Lion Cubs With A Family

Population and conservation status
Most lions now live in eastern and southern Africa, and their numbers there are rapidly decreasing, with an estimated 30–50 percent decline over the last two decades. Estimates of the African lion population range between 16,500 and 47,000 living in the wild in 2002–2004, down from early 1990s estimates that ranged as high as 100,000 and perhaps 400,000 in 1950. The cause of the decline is not well-understood, and may not be reversible. Habitat loss and conflicts with humans are considered the most significant threats to the species. The remaining populations are often geographically isolated from each other, which can lead to inbreeding, and consequently, reduced genetic diversity. Therefore the lion is considered a vulnerable species by the International Union for Conservation of Nature and Natural Resources, while the Asiatic subspecies is critically endangered. The lion population in the region of West Africa is isolated from lion populations of Central Africa, with little or no exchange of breeding individuals. The number of mature individuals in West Africa is estimated by two separate recent surveys at 850–1,160 (2002/2004). There is disagreement over the size of the largest individual population in West Africa: the estimates range from 100 to 400 lions in Burkina Faso's Arly-Singou ecosystem.

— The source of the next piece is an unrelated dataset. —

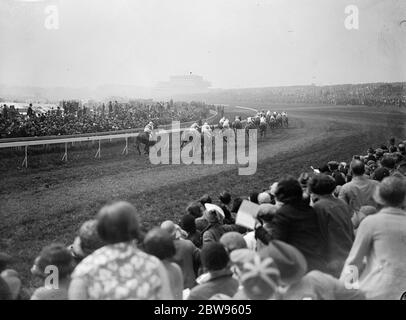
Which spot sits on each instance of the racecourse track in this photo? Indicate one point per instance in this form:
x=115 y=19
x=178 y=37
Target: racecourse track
x=47 y=203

Conservation of both African and Asian lions has required the setup and maintenance of national parks and game reserves; among the best known are Etosha National Park in Namibia, Serengeti National Park in Tanzania, and Kruger National Park in eastern South Africa. Outside these areas, the issues arising from lions' interaction with livestock and people usually results in the elimination of the former. In India, the last refuge of the Asiatic lion is the 1,412 km² (558 square miles) Gir Forest National Park in western India which had about 359 lions (as of April 2006). As in Africa, numerous human habitations are close by with the resultant problems between lions, livestock, locals and wildlife officials. The Asiatic Lion Reintroduction Project plans to establish a second independent population of Asiatic Lions at the Kuno Wildlife Sanctuary in the Indian state of Madhya Pradesh. It is important to start a second population to serve as a gene pool for the last surviving Asiatic lions and to help develop and maintain genetic diversity enabling the species to survive.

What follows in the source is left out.